As counterfeit goods manufacturers become increasingly professional, Melissa Hancock asks Louis Vuitton’s Damien Vernet why imitation isn't always the best form of flattery.

“We say ‘imitation is the best form of flattery’ but only up to a certain point. After a while it becomes really annoying!” says Damien Vernet, Louis Vuitton general manager Middle East and India, reclining in a leather armchair at the Vuitton store in Mall of the Emirates. “And because of the degree of our success, we are probably the brand that is the most copied,” he continues in a polite French accent. But the irritation is clearly bubbling under the surface.

“A lot of people think it’s fun to be copied but it’s not the same clientele wearing your designs and so the image suffers as a result.

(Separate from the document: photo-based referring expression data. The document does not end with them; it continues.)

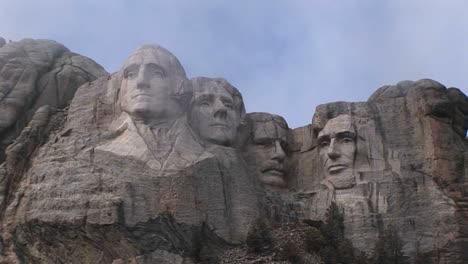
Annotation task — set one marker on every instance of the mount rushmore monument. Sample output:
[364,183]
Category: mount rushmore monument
[147,165]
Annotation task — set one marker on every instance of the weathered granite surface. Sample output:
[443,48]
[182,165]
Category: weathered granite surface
[149,166]
[34,73]
[398,159]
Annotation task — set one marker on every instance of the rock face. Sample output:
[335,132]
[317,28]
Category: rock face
[34,73]
[148,166]
[398,159]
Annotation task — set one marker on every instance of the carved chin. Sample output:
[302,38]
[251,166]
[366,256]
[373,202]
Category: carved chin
[343,181]
[219,136]
[273,178]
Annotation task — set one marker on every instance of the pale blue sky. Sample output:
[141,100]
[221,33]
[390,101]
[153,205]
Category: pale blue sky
[285,57]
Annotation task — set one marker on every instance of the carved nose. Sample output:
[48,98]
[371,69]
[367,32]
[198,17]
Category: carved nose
[143,79]
[220,110]
[332,152]
[279,154]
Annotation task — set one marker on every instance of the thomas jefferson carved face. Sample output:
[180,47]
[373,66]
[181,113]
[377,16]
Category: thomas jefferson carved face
[337,146]
[215,112]
[151,76]
[269,148]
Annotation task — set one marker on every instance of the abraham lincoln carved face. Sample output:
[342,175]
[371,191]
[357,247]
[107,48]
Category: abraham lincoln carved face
[337,147]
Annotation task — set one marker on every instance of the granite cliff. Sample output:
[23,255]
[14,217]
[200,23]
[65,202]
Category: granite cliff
[146,165]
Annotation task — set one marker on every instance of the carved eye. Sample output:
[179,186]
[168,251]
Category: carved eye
[324,143]
[229,106]
[158,73]
[285,146]
[204,103]
[132,74]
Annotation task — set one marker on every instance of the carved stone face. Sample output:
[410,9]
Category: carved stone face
[337,146]
[269,149]
[213,114]
[151,75]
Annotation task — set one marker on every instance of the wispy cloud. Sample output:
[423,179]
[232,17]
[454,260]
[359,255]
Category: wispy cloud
[285,56]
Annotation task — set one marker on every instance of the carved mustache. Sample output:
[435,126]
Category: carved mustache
[271,165]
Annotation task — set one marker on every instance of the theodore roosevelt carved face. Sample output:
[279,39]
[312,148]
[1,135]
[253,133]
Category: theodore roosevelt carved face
[337,146]
[215,111]
[151,77]
[269,148]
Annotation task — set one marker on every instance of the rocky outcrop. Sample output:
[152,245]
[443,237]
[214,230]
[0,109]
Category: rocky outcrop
[34,73]
[149,166]
[398,159]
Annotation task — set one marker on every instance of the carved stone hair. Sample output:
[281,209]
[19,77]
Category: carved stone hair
[198,84]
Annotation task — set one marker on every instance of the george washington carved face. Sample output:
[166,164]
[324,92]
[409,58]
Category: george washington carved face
[150,78]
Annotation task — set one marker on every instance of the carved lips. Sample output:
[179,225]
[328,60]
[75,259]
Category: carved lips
[336,168]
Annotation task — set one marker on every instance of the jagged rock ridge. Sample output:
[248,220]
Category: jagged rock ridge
[149,166]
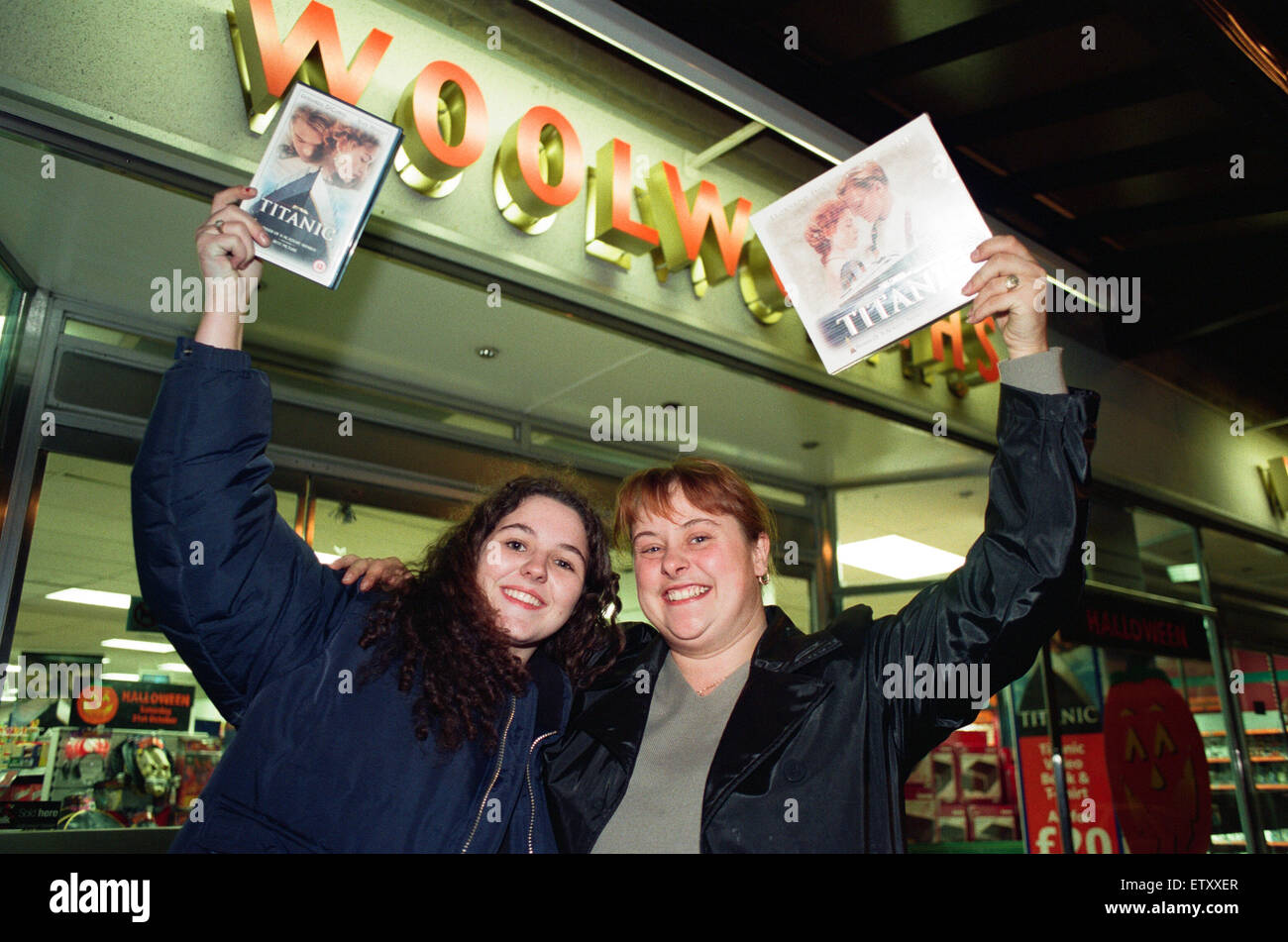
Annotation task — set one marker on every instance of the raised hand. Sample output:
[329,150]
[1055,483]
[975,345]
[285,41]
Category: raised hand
[1018,305]
[226,251]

But worst of all, I would say that counterfeiting is a criminal activity. It’s 100% illegal.”

And it’s not difficult to sympathise. When you are one of the most admired luxury brands the world over, the last thing you want is a mass-market explosion of imitations being sold down the road at less than half the price — especially as Louis Vuitton provides a guarantee to its customers that its products are only sold in its 352 stores across 52 countries.

“No matter where you go, even in the most lenient of countries, it’s an illegal activity that is very often used as a vehicle to launder money or hide drug deals. And when I say we take it very seriously, I mean we have a team of 50 people worldwide who are dedicated to it plus a whole network of law enforcers, detectives and officers within customs who are working with us." In Dubai alone, Louis Vuitton with the help of the EDB (Economic Development Board) conduct between one and two raids on a weekly basis. "So we have a great collaboration here,” Vernet adds enthusiastically.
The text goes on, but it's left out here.